SOS! Help! Cannot run container image nemo:25.07.gpt_oss! error: pyxis: error: a container with name "pyxis_nemo-25.07.gpt_oss" does not exist, and --container-image is not set
Hi there,
SOS! Could you please kindly help me? I just couldn't get pyxis work:
Thanks!
enroot import 'docker://nvcr.io#nvidia/nemo:25.07.gpt_oss'
enroot create --name pyxis_nemo-25.07.gpt_oss nvidia+nemo+25.07.gpt_oss.sqsh
And then since then I updated one of the sub-folders inside the container slightly by using the latest repo main branch, so I am not willing to directly to pull from NVIDIA registry in srun.
mike@ln01:~/enroot$ enroot list
cache
data
nemo-25.04
pyxis_hiyouga
pyxis_nemo-25.07.gpt_oss
pyxis_nemo-25.07.gpt_oss.sqsh
mike@ln01:~/enroot$ enroot version
3.5.0
mike@ln01:~/enroot$ ll
total 15122412
drwxr-xr-x 2 mike domain users 4096 Sep 25 17:05 ./
drwx------ 2 mike domain users 4096 Sep 25 16:43 ../
drwx------ 2 mike domain users 4096 Jun 30 11:48 cache/
drwx------ 2 mike domain users 4096 Sep 25 16:21 data/
drwxr-xr-x 2 mike domain users 4096 Jul 14 01:33 nemo-25.04/
drwxr-xr-x 2 mike domain users 4096 May 11 03:21 pyxis_hiyouga/
drwxrwxrwx 2 mike domain users 4096 Sep 21 17:57 pyxis_nemo-25.07.gpt_oss/
-rw-r----- 1 mike domain users 15485349888 Sep 24 22:53 pyxis_nemo-25.07.gpt_oss.sqsh
**mike@ln01:~/enroot$ srun --partition=gpu-interactive --account=gpu --container-name="nemo-25.07.gpt_oss" /bin/hostname**
srun: job 1276806 queued and waiting for resources
srun: job 1276806 has been allocated resources
slurmstepd-gn12: error: pyxis: error: a container with name "pyxis_nemo-25.07.gpt_oss" does not exist, and --container-image is not set
slurmstepd-gn12: error: spank: required plugin spank_pyxis.so: task_init() failed with rc=-1
slurmstepd-gn12: error: Failed to invoke spank plugin stack
srun: error: gn12: task 0: Exited with exit code 1
mike@ln01:~/enroot$ ll
total 15122412
drwxr-xr-x 2 mike domain users 4096 Sep 25 17:26 ./
drwx------ 2 mike domain users 4096 Sep 25 16:43 ../
drwx------ 2 mike domain users 4096 Jun 30 11:48 cache/
drwx------ 2 mike domain users 4096 Sep 25 16:21 data/
drwxr-xr-x 2 mike domain users 4096 Jul 14 01:33 nemo-25.04/
drwxr-xr-x 2 mike domain users 4096 May 11 03:21 pyxis_hiyouga/
drwxrwxrwx 2 mike domain users 4096 Sep 21 17:57 pyxis_nemo-25.07.gpt_oss/
-rw-r----- 1 mike domain users 15485349888 Sep 24 22:53 pyxis_nemo-25.07.gpt_oss.sqsh
mike@ln01:~/enroot$ echo $ENROOT_DATA_PATH
/home/mike/enroot
Note the following had no problem:
mike@ln01:~/enroot$ srun --nodes=1 --ntasks=1 --partition=gpu-interactive --account=gpu --container-image=docker://ubuntu:22.04 /bin/echo "Pyxis works"

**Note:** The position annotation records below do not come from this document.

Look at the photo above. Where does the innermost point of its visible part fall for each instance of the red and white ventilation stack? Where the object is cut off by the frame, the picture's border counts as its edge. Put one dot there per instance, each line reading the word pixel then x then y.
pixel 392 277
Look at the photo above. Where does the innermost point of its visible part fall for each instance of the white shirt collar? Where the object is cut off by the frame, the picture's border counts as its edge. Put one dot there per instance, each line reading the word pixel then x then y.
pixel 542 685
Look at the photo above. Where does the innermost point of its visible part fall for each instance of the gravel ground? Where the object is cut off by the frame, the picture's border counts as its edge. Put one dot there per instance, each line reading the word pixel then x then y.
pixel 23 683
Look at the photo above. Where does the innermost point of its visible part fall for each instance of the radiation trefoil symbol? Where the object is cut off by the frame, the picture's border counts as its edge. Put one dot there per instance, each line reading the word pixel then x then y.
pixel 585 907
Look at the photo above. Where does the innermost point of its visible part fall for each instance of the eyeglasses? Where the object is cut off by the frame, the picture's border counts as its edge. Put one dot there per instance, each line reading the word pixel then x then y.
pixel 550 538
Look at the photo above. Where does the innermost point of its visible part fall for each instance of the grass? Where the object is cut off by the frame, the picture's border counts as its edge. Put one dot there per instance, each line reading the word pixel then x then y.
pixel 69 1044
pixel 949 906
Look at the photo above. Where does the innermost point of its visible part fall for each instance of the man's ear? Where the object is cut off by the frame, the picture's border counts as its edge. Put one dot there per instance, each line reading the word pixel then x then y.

srun: job 1276824 queued and waiting for resources
srun: job 1276824 has been allocated resources
pyxis: importing docker image: docker://ubuntu:22.04
pyxis: imported docker image: docker://ubuntu:22.04
Pyxis works
I have to get the local updated unpacked rootfs folder working (since I did the enroot import and then enroot create and then did some local updates already...)
I have also made the unpacked rootfs folder into a squashfs file:
Create a squashfs file from your unpacked rootfs
mksquashfs pyxis_nemo-25.07.gpt_oss pyxis_nemo-25.07.gpt_oss.sqsh -noappend
when I use this image file, it hung:
mike@ln01:~/enroot$ srun --nodes=1 --ntasks=1 --partition=gpu-interactive --account=gpu --container-image=/home/mike/enroot/pyxis_nemo-25.07.gpt_oss.sqsh /bin/echo "Pyxis works" srun: job 1276833 queued and waiting for resources srun: job 1276833 has been allocated resources
[* HUNG! I had to type CRTL+C to stop it *]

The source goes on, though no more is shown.